How I learn things
For me, learning always begins when something catches my attention: ' this thing looks interesting and I want to do that'.
From that point I will seek out as much information relating to that thing as I can, it often becomes all consuming - my single focus. To begin with I'm just observing. I spend a lot of time simply passively reading / watching, absorbing information largely subconsciously. I make little to no effort to actively engage with or apply anything.
I look for any information that is available, the same things presented by many different people in many ways, and engage with that which appeals the most to me. Mostly I focus on concrete information, not abstractions. It is very, very easy for me to watch someone doing something, and then replicate it.
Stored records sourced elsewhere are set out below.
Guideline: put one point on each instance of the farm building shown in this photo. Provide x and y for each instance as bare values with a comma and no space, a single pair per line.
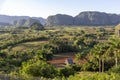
117,30
69,61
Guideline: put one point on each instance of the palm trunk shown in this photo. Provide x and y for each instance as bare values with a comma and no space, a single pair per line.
99,65
102,65
116,61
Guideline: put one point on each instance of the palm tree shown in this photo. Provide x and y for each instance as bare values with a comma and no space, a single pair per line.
115,48
99,51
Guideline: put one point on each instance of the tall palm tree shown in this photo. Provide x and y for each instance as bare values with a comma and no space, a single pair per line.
99,51
115,48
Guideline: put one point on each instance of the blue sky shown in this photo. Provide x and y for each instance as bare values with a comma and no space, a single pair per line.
44,8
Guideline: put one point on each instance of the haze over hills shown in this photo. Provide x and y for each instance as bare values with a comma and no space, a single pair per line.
18,20
87,18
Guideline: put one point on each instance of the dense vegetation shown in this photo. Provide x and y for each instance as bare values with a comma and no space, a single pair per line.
25,52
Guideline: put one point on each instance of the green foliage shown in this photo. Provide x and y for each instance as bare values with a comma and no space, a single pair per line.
44,54
66,72
38,69
95,76
37,26
115,69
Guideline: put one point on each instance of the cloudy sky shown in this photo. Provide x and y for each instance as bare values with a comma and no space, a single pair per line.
44,8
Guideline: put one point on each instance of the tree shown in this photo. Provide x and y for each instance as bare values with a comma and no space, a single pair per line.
99,52
115,48
37,26
38,69
44,54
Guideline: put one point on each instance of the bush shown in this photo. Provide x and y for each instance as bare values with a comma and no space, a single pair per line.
66,72
115,69
38,69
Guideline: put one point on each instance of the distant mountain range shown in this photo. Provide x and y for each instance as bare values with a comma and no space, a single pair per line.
87,18
19,20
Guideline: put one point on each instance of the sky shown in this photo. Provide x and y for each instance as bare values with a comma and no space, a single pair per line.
45,8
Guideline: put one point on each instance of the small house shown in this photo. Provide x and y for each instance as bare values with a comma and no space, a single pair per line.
69,61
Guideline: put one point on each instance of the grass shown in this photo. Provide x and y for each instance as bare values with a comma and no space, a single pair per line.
28,45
I don't need to break things down or attempt to analyze it in any way, I can just watch and repeat.
The act of performing a task can be described as a set of related information, like the roads and junctions within a city. As I am learning, specific aspects of a task will catch my attention, and I follow things and learn about in a nonlinear way, such that new information I am engaging with is directly related to information I was just previously learning.
For example, most recently I have been learning the basics of how to draft and sew clothing, and my approach to doing so has been to watch a lot of videos of people making a huge assortment of different types of garments, and other videos addressing fundamental techniques, in the background while I'm doing my normal 'day job' work of making ocarinas.
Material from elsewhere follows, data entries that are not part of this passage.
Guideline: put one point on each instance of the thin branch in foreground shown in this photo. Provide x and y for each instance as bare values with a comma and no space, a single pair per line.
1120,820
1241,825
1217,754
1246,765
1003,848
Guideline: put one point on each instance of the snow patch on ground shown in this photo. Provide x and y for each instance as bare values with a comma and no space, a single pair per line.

I find that in doing this, by exposing myself constantly to so much information, things stick because there is a lot of repetition. The same concepts appear in different types of garments and these ideas are absorbed over the weeks and months that I'm engaging with this, even though I make very little effort to apply anything in practice, because I have very little free time to do so.
When I did start applying what I've been learning and making things, I was able to start with much more complex projects, than if I was trying to learn with an approach of acquiring and then immediately applying a concept, because my subconscious mind has already absorbed a considerable amount of information.
The first things that I made was a bodice sloper (a form-fitting torso garment), by adapting a pattern copied from another garment refining fit through a series of revisions, a basic pair of trousers drafted from measurements, and a circle skirt I wanted for contra dancing.
When I started playing the ocarina back in 2011, my learning process was much the same, to spend weeks researching the ocarina, music theory, and effective methods of practicing instruments. I do feel that with the playing of instruments, applied practice is of higher importance due to the need for developing muscle memory.
My natural way of functioning is to spend several years working on and learning about something deeply, then to pivot hard and learn something completely different, which often is related in some way to what I was doing before. The previous interest falls into the background as a 'learned skill', and is drawn on when it is useful to me.
I have realized that concrete information repeated over time and a focus on subconscious acquisition and processing of information is extremely important to me because I have no short-term memory and am generally very bad at dealing with new information presented to me on the spot.
Abstract explanations generally do not make sense to me unless I already have considerable experience with something. For example in programming, I generally can not make a connection from an abstract explanation of an algorithm, to the code that would implement that algorithm - I need a concrete working example in code I can copy and apply in my own way first, then the logical understanding arises organically after the fact, through practical use.
This tendency to focus deeply on one thing for a long period of time probably exists as an evolutionary trait that makes it possible to understand aspects of the world in great detail, which is required to influence them. This 'modus operandi' is called 'monotropism'.
But because of the way that I learn, mainstream education systems and approaches absolutely do not work for me at all: the constant task pivoting between things that have little in common, and insistence on teaching things in tiny chunks through logical analysis, and highly controlling environment, is enormously stressful, and triggers self-protective behaviors. I will be discussing this further in a future article.